Meu pai ficou imóvel na cadeira. Minha mãe tremia tanto que quase deixou cair a xícara.
Quando bateram na nossa porta, senti o mundo desabar.
— Seu Joaquim Souza? — perguntou o capanga do coronel.
Meu pai levantou devagar:
— Sou eu.
O homem olhou bem nos olhos dele:
— O coronel quer falar com o senhor. Agora.
Minha mãe caiu de joelhos:
— Pelo amor de Deus! Ele só queria alimentar os filhos!
O capanga empurrou meu pai para fora. Eu corri atrás deles até a casa grande do coronel Brandão. Lá dentro, vi meu pai ajoelhado diante do homem mais temido da região.
— Então é você o rato que anda roubando minha farinha? — gritou Brandão.
Meu pai não respondeu. Só baixou a cabeça.
O coronel se levantou devagar e caminhou até ele:
— Sabe o que eu faço com ladrão?
Meu coração quase parou. Mas então algo inesperado aconteceu: Dona Francisca, esposa do coronel, entrou na sala correndo.

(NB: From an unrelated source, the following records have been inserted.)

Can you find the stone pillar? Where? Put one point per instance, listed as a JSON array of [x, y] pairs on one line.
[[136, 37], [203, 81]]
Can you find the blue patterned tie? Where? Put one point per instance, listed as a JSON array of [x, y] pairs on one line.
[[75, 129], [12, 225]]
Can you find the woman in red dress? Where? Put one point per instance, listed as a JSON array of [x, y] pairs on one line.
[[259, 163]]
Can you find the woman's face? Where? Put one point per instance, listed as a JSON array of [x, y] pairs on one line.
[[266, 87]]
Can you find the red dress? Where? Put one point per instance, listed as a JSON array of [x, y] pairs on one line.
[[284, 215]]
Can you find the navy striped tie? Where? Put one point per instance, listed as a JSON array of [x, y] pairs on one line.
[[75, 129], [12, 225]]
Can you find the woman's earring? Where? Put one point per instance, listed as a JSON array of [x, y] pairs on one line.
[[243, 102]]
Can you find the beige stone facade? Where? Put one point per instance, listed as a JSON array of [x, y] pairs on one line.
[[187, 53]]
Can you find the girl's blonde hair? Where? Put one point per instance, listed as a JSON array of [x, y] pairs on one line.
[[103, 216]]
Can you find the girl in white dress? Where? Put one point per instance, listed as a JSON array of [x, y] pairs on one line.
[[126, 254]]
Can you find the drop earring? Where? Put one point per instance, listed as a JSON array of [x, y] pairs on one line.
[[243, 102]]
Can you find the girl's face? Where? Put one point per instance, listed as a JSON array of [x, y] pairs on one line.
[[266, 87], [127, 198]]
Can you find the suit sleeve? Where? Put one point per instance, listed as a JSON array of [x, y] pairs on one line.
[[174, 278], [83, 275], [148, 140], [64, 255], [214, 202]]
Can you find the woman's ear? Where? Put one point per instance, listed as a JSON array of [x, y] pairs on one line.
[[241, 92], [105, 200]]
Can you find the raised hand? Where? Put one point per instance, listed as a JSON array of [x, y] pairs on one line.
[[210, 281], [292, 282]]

— Chega disso! — gritou ela. — Você não vê que esse homem só queria salvar os filhos da fome? Você tem comida sobrando enquanto as crianças morrem magras!
O coronel ficou vermelho de raiva:
— Não se meta nisso, mulher!
Mas Dona Francisca não recuou:
— Se você fizer mal a esse homem, eu vou embora dessa casa! E levo nossos filhos comigo!
O silêncio foi absoluto. O coronel olhou para ela, depois para meu pai. Finalmente cuspiu no chão:
— Some daqui antes que eu mude de ideia!
Meu pai saiu mancando da casa grande. Eu corri para abraçá-lo no portão.
Naquela noite, sentamos juntos na cozinha escura. Meu pai chorou pela primeira vez na vida.
— Me perdoem… Eu só queria proteger vocês…
Minha mãe segurou sua mão:
— Você é nosso herói.
A vila nunca mais foi a mesma depois daquele dia. O coronel passou a doar um pouco de comida para as famílias mais pobres — talvez por medo da esposa, talvez por vergonha. Meu pai nunca mais saiu à noite em busca de farinha. Mas a coragem dele ficou gravada em mim como uma cicatriz invisível.
Hoje sou mãe e avó. Ainda sinto o cheiro da farinha velha e ouço os sussurros daquela época toda vez que vejo uma criança pedindo pão na rua. Me pergunto: quantos pais ainda precisam arriscar tudo para alimentar seus filhos neste país tão desigual? Até quando vamos aceitar que uns tenham tanto e outros nada?